Les conservateurs insistent pour dire que les réductions sont nécessaires afin de retrouver le contrôle du déficit d'un budget fédéral devenu complètement fou. Mais ils ont du mal à garder un visage sincère lorsqu'ils racontent cette histoire. Plombée par les réductions d'impôt, la proposition du président conduirait à une augmentation — et non une diminution — du déficit. Partager les sacrifices est un anathème pour la foule de ceux qui gagnent gros.

La Chambre des Représentants a voté un budget similaire à celui du président, sauf qu'il contient des réductions encore plus importantes des programmes en faveur des pauvres. Au Sénat, une poignée de Républicains à rechigné devant la réduction proposée relative à l'aide médicale. En votant avec les Démocrates, il ont pu écarter ces réductions qui faisaient partie de la proposition du Sénat. Le Sénat a aussi ajouté $ 5,4 Mds au financement de l'éducation pour 2006.

Toutes ces propositions budgétaires comportent plus de $ 100 Mds de réductions d'impôts sur les cinq ans à venir, ce qui tourne en dérision la rhétorique d'équilibre du budget du Parti Républicain. Lorsque le Congrès rentrera de ses vacances pascales, les dirigeants républicains tenteront de concilier les divergences de ces différentes propositions. Quelle que soit l'issue, ce sera de mauvaises nouvelles pour les Américains ordinaires. Grosses réductions en perspective !

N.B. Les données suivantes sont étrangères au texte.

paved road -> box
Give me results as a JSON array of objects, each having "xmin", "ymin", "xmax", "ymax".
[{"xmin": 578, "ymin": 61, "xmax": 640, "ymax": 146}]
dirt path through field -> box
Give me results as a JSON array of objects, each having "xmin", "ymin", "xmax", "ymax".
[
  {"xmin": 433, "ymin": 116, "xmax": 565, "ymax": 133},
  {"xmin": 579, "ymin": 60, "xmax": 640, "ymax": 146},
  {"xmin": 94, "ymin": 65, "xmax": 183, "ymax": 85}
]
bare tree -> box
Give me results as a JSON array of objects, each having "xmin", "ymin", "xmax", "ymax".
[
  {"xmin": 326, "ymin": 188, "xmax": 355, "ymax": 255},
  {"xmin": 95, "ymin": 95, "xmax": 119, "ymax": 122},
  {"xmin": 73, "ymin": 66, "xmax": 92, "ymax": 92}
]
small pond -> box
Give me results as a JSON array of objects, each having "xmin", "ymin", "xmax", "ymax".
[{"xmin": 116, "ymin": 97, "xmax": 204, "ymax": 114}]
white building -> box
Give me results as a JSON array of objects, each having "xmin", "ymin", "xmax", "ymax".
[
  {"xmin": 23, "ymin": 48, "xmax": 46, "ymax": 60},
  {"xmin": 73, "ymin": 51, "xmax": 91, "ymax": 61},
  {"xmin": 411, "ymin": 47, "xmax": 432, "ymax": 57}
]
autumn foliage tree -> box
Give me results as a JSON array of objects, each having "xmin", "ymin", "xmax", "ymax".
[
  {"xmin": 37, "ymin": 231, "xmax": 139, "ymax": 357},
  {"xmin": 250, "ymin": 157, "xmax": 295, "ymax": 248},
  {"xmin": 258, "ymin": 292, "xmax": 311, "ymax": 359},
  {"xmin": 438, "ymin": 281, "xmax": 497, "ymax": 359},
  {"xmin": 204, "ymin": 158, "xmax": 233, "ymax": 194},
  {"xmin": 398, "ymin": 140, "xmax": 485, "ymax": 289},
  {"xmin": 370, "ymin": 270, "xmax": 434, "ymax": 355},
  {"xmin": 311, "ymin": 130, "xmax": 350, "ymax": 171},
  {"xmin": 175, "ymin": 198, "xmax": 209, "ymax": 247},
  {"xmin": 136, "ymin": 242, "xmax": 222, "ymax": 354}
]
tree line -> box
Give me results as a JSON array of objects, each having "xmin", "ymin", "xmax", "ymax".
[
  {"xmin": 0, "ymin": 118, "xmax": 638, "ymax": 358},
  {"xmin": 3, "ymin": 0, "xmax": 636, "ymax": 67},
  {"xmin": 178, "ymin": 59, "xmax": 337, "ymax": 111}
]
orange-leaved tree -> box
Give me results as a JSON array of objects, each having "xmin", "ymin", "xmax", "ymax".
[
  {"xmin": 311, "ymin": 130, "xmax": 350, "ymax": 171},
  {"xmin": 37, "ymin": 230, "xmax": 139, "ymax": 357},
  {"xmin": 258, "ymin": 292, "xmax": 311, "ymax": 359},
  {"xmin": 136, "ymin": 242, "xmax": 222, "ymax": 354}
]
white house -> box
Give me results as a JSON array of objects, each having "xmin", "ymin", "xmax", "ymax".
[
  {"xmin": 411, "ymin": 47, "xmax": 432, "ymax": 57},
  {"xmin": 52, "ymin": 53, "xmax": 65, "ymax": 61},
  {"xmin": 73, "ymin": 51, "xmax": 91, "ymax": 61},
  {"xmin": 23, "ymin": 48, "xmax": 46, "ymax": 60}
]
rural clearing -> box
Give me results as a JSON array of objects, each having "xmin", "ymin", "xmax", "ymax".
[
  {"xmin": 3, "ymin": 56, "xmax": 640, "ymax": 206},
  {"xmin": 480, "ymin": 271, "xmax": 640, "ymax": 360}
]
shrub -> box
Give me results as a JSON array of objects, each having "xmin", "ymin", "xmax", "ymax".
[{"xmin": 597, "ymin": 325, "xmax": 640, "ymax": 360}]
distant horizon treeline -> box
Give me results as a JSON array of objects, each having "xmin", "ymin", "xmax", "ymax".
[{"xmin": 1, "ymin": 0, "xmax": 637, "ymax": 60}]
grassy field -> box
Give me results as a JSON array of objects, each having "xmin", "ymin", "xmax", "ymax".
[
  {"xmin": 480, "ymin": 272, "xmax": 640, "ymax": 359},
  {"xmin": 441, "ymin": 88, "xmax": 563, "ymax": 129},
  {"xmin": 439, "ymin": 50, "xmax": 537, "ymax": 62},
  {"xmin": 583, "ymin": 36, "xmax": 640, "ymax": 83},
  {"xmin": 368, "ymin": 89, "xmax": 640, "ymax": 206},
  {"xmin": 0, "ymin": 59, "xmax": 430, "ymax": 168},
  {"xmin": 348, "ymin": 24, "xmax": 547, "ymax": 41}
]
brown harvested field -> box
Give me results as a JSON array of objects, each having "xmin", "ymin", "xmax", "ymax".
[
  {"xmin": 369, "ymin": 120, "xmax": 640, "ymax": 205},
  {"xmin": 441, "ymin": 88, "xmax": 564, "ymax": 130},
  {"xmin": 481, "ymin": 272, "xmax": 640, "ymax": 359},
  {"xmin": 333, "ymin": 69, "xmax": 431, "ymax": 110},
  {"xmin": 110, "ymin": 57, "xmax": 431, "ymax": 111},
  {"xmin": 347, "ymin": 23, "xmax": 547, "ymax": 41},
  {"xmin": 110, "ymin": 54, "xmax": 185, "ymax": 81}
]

Les avancées dans des secteurs comme l'éducation, les programmes de lutte contre la pauvreté, les services de santé, la protection de l'environnement et la sécurité alimentaire ont été obtenues après des luttes qui, dans certains cas, ont duré plusieurs décennies. Retourner en arrière maintenant (nuisant dans le processus à des millions de gens) à cause de ce désir de siphonner des fonds de ces programmes et de les donner, par les réductions d'impôt, aux membres les plus riches de notre société, est obscène.

Non, ce n'est pas une info nationale extraordinaire. Juste la manière dont sont les choses. Herbert Hoover disait : "Vous savez, le seul problème avec le capitalisme ce sont les capitalistes. Il sont foutrement trop gourmands."